In examining the nature of being beautiful because you feel beautiful in their Real Beauty campaign, Dove, owned by Unilever, has been using female empowerment as tool to sell their products for the last decade. The campaign has successfully been wooing female customers to buy Dove products by attempting to prove to them that they are more beautiful than they think they are and to be more confident about the way they look.

The campaign has walked the line with feminists for years as many have felt this marketing strategy is more about playing on women's insecurities and buying products they don't need than it is about making women feel confident about themselves.

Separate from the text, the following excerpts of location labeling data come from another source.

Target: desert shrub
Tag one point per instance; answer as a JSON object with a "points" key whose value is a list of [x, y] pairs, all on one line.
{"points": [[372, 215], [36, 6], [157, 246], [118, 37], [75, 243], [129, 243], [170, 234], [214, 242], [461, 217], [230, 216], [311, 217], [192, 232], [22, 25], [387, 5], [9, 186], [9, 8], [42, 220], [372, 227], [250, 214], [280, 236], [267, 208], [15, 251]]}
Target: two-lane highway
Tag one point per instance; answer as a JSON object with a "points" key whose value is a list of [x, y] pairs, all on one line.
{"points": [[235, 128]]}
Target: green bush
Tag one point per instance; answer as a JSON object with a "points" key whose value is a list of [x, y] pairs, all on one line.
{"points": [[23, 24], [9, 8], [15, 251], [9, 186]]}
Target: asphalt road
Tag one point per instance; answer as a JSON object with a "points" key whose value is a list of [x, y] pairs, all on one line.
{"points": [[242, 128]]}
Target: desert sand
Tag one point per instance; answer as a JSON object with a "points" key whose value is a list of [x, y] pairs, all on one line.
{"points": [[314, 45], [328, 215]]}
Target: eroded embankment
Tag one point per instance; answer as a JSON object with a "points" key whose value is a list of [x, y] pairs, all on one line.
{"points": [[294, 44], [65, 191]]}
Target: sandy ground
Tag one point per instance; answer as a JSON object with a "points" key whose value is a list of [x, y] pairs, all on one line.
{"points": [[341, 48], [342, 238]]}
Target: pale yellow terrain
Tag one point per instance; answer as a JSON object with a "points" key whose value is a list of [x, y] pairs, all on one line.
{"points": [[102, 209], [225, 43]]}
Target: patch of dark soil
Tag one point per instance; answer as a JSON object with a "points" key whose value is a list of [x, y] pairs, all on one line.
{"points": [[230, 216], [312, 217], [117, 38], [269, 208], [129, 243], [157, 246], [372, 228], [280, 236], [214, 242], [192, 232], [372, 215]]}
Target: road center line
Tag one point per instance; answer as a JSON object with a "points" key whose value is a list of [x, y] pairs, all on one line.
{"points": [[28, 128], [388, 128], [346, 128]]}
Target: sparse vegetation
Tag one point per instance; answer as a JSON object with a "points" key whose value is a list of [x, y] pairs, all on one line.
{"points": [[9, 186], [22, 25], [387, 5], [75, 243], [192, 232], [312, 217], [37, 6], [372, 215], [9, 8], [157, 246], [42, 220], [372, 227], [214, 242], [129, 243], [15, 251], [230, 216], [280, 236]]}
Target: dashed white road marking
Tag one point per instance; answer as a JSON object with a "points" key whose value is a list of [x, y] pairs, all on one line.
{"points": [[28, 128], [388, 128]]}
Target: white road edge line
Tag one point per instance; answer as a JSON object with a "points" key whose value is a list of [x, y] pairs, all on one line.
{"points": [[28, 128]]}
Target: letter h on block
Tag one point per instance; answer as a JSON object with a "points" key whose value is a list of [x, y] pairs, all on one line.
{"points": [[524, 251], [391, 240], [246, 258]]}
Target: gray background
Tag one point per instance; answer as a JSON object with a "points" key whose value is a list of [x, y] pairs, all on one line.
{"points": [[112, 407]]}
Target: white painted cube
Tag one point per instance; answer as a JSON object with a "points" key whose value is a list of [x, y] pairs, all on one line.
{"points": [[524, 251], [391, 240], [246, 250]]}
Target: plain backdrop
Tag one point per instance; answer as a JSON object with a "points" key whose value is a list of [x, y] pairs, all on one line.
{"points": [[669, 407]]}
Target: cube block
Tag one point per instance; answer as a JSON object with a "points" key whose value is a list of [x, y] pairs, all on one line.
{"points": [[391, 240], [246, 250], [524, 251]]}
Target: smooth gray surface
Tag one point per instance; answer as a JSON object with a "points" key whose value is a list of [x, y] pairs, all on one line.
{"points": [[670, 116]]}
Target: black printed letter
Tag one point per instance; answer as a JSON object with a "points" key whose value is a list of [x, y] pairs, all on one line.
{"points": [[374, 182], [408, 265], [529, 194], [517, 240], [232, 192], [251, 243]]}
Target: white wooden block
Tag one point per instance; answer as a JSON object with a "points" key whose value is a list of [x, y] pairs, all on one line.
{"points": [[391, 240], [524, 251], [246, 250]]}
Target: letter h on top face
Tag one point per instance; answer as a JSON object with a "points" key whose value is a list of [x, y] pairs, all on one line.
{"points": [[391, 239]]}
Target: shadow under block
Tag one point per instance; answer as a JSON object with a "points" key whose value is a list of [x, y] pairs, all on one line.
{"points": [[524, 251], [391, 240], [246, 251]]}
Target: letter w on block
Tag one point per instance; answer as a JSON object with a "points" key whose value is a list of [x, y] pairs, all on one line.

Dove's latest leg of the Real Beauty campaign involves a four-minute marketing video where Dove explains they have created a "revolutionary" beauty patch (dubbed RB-X) that will magically enhance women's perception of self-beauty.

Wait, it gets worse.

The "real-life" women selected to wear the patch tell us in the video that prior to the trying the patch they suffered from various insecurities about the way they look and the way they feel about themselves in general.

When Dove ultimately reveals the patch is fake to these women, instead of being angry they were duped, they tear up with the realization they were "beautiful all along."

While Dove clearly has hopes this video will lift the Real Beauty campaign to the next level with even more powerful messages of women emerging from their insecurities and tackling their self-confidence issues, feminists loath the spot saying it only serves to reinforce old and negative stereotypes.

"'Real Beauty'" features and advertisements cleverly sell you products under the guise of body-positivity while actually reinforcing the idea that a woman's worth is based on the way she looks to others," said Katie J.M. Baker, who writes for Jezebel, women's rights blog.

Maggie Lang, who writes about women's issues and popular culture for several publications was even more to the point saying, "Shame upon you, Dove, for making these women seem dumb, and for not scripting at least one of them to act outraged that she had been duped."